As France seeks to preserve independence in food access, food retail was recently added to a list of sectors considered as strategic important by the French government, which gives the government the authority to review and block any deals. The minister also cited jobs as a key consideration as Carrefour is a major employer and says he is not in favor of a takeover by a foreign company.

Carrefour employs 105,000 workers in France, its largest market, making it France's largest private sector employer. Worldwide it has more than 320,000 staff. The French president, Macron, declined to comment on the Canadian group’s approach.

Couche-Tard (ATD), which is mainly focused on gas stations in North America, will be entering new territory if they take over Carrefour.
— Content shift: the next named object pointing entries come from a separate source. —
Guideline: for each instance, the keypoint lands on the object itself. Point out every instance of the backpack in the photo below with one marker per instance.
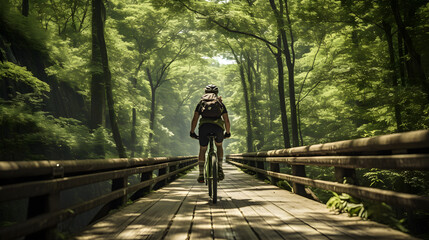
(211, 107)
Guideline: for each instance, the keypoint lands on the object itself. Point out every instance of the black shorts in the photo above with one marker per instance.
(207, 128)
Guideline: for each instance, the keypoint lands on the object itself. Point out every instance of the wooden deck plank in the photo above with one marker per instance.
(319, 217)
(182, 221)
(247, 209)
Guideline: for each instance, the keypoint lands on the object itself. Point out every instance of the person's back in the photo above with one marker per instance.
(214, 119)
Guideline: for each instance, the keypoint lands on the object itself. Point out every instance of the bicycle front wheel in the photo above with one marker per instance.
(215, 175)
(208, 175)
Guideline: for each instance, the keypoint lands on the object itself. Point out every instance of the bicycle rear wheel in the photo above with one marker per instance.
(208, 175)
(215, 177)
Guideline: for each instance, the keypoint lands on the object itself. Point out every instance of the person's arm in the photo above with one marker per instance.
(194, 121)
(227, 123)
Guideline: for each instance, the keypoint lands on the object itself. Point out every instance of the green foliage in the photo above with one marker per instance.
(379, 212)
(348, 204)
(20, 75)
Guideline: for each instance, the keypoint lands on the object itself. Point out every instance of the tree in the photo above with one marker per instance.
(102, 78)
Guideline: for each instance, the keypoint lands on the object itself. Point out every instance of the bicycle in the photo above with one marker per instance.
(211, 169)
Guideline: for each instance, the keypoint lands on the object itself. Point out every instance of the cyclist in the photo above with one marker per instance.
(217, 125)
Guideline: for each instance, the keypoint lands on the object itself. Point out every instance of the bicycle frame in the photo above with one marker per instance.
(210, 170)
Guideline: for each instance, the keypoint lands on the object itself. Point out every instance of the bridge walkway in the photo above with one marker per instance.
(247, 209)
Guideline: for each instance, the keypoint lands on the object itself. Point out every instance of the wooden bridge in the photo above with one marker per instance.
(248, 208)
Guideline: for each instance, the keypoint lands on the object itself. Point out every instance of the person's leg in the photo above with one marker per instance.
(202, 158)
(219, 151)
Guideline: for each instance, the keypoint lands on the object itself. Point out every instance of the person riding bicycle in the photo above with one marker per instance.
(217, 124)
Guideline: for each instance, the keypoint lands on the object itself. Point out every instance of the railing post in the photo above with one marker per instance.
(172, 169)
(346, 173)
(117, 184)
(140, 193)
(274, 167)
(45, 204)
(260, 165)
(299, 170)
(41, 205)
(160, 184)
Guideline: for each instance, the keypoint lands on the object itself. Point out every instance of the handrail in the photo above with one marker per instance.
(41, 182)
(20, 169)
(404, 151)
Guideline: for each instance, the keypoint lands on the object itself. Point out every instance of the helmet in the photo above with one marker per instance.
(211, 89)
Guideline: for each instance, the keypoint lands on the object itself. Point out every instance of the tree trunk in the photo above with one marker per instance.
(281, 89)
(401, 59)
(25, 8)
(393, 75)
(290, 61)
(249, 138)
(415, 56)
(98, 10)
(152, 111)
(270, 94)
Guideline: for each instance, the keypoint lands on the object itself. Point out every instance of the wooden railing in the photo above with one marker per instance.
(41, 182)
(403, 151)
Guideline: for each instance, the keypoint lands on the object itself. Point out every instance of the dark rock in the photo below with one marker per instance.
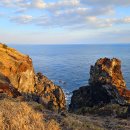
(50, 94)
(7, 88)
(106, 85)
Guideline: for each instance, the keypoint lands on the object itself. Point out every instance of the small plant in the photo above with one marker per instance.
(5, 46)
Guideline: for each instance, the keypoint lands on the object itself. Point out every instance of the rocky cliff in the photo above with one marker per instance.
(17, 77)
(18, 68)
(51, 95)
(106, 85)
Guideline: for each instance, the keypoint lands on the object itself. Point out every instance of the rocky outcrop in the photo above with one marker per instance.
(17, 77)
(108, 71)
(50, 95)
(18, 68)
(106, 85)
(7, 88)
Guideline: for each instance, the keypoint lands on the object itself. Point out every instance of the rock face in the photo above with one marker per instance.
(18, 68)
(17, 77)
(6, 87)
(108, 71)
(51, 95)
(106, 85)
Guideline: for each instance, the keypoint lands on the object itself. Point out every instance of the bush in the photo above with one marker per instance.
(5, 46)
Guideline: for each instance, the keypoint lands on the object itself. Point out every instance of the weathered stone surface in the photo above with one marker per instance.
(51, 95)
(7, 88)
(108, 71)
(18, 68)
(17, 76)
(106, 85)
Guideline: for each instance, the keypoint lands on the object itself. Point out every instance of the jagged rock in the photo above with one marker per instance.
(51, 95)
(106, 85)
(7, 88)
(108, 71)
(17, 76)
(18, 68)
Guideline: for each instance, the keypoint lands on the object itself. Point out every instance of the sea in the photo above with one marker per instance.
(69, 65)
Carrefour, continental Europe's largest retailer, has operations across Europe and Brazil, including out-of-town hypermarkets.

The negative stock market reactions are not very optimistic on behalf of Couche Tards plan. –

“Given the nature and location of ATD’s businesses, we see little scope for synergies”, Citi analysts say, adding that fierce competition makes France a particularly tough market.

There is no certainty at this stage that the discussions with Carrefour will result in any agreement or transaction, Couche-Tard argues.

Five-year plan

Carrefour launched a five-year overhaul plan in 2018 to cut costs and boost e-commerce investment to contend with online competitors as well as domestic rivals such as Leclerc. It has also expanded into convenience stores to reduce reliance on the big hypermarkets that still account for the bulk of its sales.

With food retailers across the world benefiting from surging demand as more consumers stay home during the COVID-19 pandemic, Carrefour reported robust third-quarter results in France as well as other key markets Brazil and Spain, very similar to “all” food retailers in mature markets.

Chief Executive Alexandre Bompard in Carrefour has repeatedly said the retail sector was bound to consolidate and that his mission was to ensure Carrefour emerges as a winner. In 2018 Carrefour struck a purchasing alliance with Britain’s Tesco and retreated from the highly competitive Chinese market, where it sold its loss-making operations.